Question

The time period of a simple pendulum is given by T = 2π √(l/g). The measured value of the length of pendulum is 10 cm known to a 1 mm accuracy. The time for 200 oscillations of the pendulum is found to be 100 second using a clock of 1 s resolution. The percentage accuracy in the determination of 'g' using this pendulum is 'x'. The value of 'x' to the nearest integer is :

• A. 2
• B. 3
• C. 4
• D. 5

Hint:

When calculating percentage error, remember that powers in the formula (like $T^2$) become multipliers for the relative error.

Answer 1

The Correct Option is B

To determine the percentage accuracy in the determination of 'g' using the given pendulum, we start by understanding the formula for the time period of a simple pendulum:

T = 2\pi \sqrt{\frac{l}{g}}

Where:

• T is the time period.
• l is the length of the pendulum.
• g is the acceleration due to gravity.

We are given that:

• The length of the pendulum l = 10 cm with an accuracy of 1 mm (0.1 cm).
• The total time for 200 oscillations is 100 seconds.
• The resolution of the clock is 1 second.

First, calculate the time period for one oscillation:

T = \frac{100}{200} = 0.5 seconds

The formula for percentage error in 'g' is derived from the formula:

\Delta T = \frac{1}{2} T \left( \frac{\Delta l}{l} + 2 \frac{\Delta g}{g} \right)
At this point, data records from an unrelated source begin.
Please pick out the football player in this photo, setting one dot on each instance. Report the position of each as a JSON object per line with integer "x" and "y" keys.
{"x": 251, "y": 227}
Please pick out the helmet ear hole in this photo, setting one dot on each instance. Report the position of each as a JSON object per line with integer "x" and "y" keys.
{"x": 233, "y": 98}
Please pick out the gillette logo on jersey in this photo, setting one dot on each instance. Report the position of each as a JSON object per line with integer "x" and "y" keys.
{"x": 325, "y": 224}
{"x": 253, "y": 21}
Rearranging for percentage error in 'g':

\frac{\Delta g}{g} \approx \frac{2 \Delta T}{T} + \frac{\Delta l}{l}

Given:

• \Delta l = 0.1 cm
• l = 10 cm
• \Delta T = 1/200 seconds
• T = 0.5 seconds

Calculate the individual percentage errors:

• \frac{\Delta l}{l} = \frac{0.1}{10} = 0.01
• \frac{2 \Delta T}{T} = \frac{2 \times (1/200)}{0.5} = 0.02

Now, substitute these into the formula:

\frac{\Delta g}{g} \approx 0.01 + 0.02 = 0.03

This means the percentage accuracy is approximately 3%.

Thus, the value of 'x' to the nearest integer is 3%.